Mozambican Parliament and the Penal Code: Saga continues

  • Mercedes Sayagues
    Mercedes Sayagues
  • Africa

Dealing with the Mozambican Parliament and its revision of the Penal Code of 1886 is like weeding your garden. You pull out a bunch of weeds today, only to find a dozen sprouting in a different place tomorrow. By MERCEDES SAYAGUES.

On Saturday 26 April, rushing before a month’s recess in May, Parliament sent a newly revised version of the Penal Code to women’s rights activists. The collective blood pressure rose as the recipients read chapter 9 on domestic violence.

More on chapter 9 later, though. First the good news and a bit of background.

At the end of March, the women’s movement scored a big victory when they persuaded lawmakers to pull out some really bad, backward articles. The worst was that the rapist of a girl under 12 years of age would go free if he married her and stayed married for five years.

But, of 27 contested articles, only five were changed.

On Wednesday 29 April, the speaker of Parliament, Veronica Macamo, called activists to a meeting, where once again they argued their objections.

On 30 April, Macamo announced more revisions:

  • Most importantly, it raised the age of criminal responsibility from 10 to 16. For months, activists campaigned against this aberration, that a ten-year-old can be judged as an adult for a crime.
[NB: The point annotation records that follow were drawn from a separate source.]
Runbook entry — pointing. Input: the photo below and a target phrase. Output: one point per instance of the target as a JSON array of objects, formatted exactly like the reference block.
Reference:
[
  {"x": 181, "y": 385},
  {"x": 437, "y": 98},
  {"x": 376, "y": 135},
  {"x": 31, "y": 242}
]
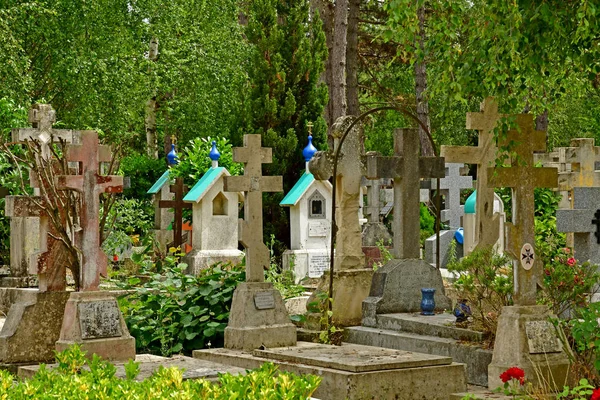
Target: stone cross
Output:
[
  {"x": 451, "y": 185},
  {"x": 583, "y": 221},
  {"x": 406, "y": 167},
  {"x": 522, "y": 177},
  {"x": 487, "y": 225},
  {"x": 348, "y": 236},
  {"x": 89, "y": 154},
  {"x": 253, "y": 184},
  {"x": 177, "y": 204}
]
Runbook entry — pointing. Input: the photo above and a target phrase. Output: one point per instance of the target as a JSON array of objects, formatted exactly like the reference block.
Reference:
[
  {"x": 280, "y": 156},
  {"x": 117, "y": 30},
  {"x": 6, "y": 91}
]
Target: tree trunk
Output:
[{"x": 352, "y": 58}]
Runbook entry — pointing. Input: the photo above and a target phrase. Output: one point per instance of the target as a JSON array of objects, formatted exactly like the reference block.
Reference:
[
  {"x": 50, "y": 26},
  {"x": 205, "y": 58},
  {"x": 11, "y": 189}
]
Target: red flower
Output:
[{"x": 514, "y": 373}]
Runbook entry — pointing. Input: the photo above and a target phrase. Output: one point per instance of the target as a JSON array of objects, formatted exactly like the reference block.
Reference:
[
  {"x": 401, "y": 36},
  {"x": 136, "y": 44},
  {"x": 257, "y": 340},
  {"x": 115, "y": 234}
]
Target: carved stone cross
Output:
[
  {"x": 406, "y": 167},
  {"x": 253, "y": 184},
  {"x": 523, "y": 178},
  {"x": 487, "y": 226},
  {"x": 89, "y": 154},
  {"x": 177, "y": 204}
]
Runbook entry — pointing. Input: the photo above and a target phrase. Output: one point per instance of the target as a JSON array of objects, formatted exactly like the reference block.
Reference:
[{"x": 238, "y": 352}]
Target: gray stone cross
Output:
[
  {"x": 580, "y": 221},
  {"x": 406, "y": 167},
  {"x": 451, "y": 186},
  {"x": 522, "y": 177},
  {"x": 253, "y": 184}
]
However, to be aligned with the national child protection law and international conventions signed by Mozambique, it should be 18.
  • Removed: criminalisation of prostitution and begging.
  • Gone: Old-fashioned discriminatory language, such as “crazies” and “mad men”, replaced by “mentally ill”.
  • Rape in marriage is a crime now, and domestic violence perpetrated by ex-husbands and ex-boyfriends and relatives is a punishable offence. Sigh of relief! They should be included as perpetrators because often it is the ex who beats, tortures or kills the woman when she ends the relationship. Or a father will beat up the daughter for running away from an abusive husband and return her to him.

So where are the new weeds?

Sprouting in chapter 9, domestic violence.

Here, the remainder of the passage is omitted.